As a teen in the mid to late 70’s, Dominic began writing letters to local Chicago announcing legends Phil Georgeff and Gil Levine.

"They both replied and to this day I have those letters," Dominic says. "Gil Levine instructed me to make a tape of the qualifiers from the grandstand at Sportsman’s and send it to him. I did, and he invited me up to the booth one night and I announced a post parade at Sportsmans."

Dominic would show up at the Sportsman’s Park qualifiers once a week, where former paddock judge Eugene Pryzbyla—known to everyone as "Ish"—let him call one qualifier. Then one morning presiding judge Jim McArdle spotted Dominic along the fence and called him into his office.

"He introduced himself and told me he was looking for a announcer to call Demo Derbys," Dominic said. "I worked a couple of summers for his business which was called Grandstand Attractions. He began introducing me to people in the harness industry. I began attended the annual awards banquet in Springfield in 1980 and continued to do so for many years, getting to know the Illinois county fair board members.

Because of his friendly and outgoing nature, Dominic was quickly hired to announce at several county fairs—his first being the 1980 Logan County Fair. From there he was hired to announce at Farmer City, Christian County, Taylorville, Lincoln, Effingham and Altamont, Oregon and Pectatonica. He announced and all the while didn’t quit his day job working for the RJR Nabisco Company where he was employed for 25 years.

During those summers announcing at the fairs, Dominic would bring along family members such as his two sons and his nieces and nephews. Eventually, however, as the children grew older, Dominic was traveling to the fairs alone. He never, however, stopped sending tapes of his calls to the Chicago tracks.

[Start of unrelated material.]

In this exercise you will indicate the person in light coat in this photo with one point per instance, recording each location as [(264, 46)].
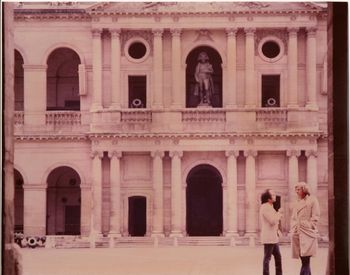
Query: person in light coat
[(269, 220), (306, 214)]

"I sent tapes and resumes out for years with no response," Dominic said. "Really, I knew there was no opening in Chicago. But those fair years were a great experience and it was great to have had my family along to share in those times."

After a quarter century working for Nabisco, Dominic decided to call it quits.

"It was time for a career change, and so I decided to go back to school and learn a new trade—which happened to be computer networking," Dominic said. "Unfortunately, after I was enrolled only two months, the school I was attending went bankrupt. This was a very weird time for me because it was the first time in my life I was unemployed, and all of a sudden someone dropped a newspaper article in my lap."

The article in a local Chicago paper reported that Peter Galassi was resigning from race calling at Balmoral, and that Maywood’s Tony Salvaro was very ill.

"I didn’t know what to think," Dominic remembered. "I really didn’t have a reaction at all—I figured the tracks had already filled the positions, and besides that, I hadn’t called a race in four years."

Unbeknownst to Dominic, his wife had sent an e-mail to Balmoral Park’s John Johnston telling him that her husband had been a race caller on the Illinois county fair circuit for years. A few days later Dominic picked up his home phone and to his surprise Johnston, steward Ben Wessels and Chicago’s Director of Racing and USTA president Phil Langley were all on the other line.

"I almost fell over," Dominic said. "I couldn’t believe it. They wanted to know where I had worked and what fairs I had called. That led to a morning of qualifiers that I called, and to being hired to work two days a week—Monday at Maywood and Tuesdays at Balmoral. I was thrilled to have the opportunity."

Determined and dependable, Dominic doggedly pursued his pair of weekly race calling nights in the Windy City, until one night, Indiana Downs called him, offering him a full time announcing job. Dominic worked at the southern Indiana facility until the fall of 2005, when Chicago announcer Scott Ehrlich left the Windy City to ply his wares at Cal-Expo. Dominic took his position—announcing at both Maywood and Balmoral—and has been there ever since.

"This is a dream come true for me—to work as an announcer at my home town tracks," Dominic noted. "There are times after the races have ended, when the turn out the track lights and it’s very quiet. I look down at the track apron near the rail and I go back to a time when I would look up from there and wonder. I just feel extremely lucky to be living my dream."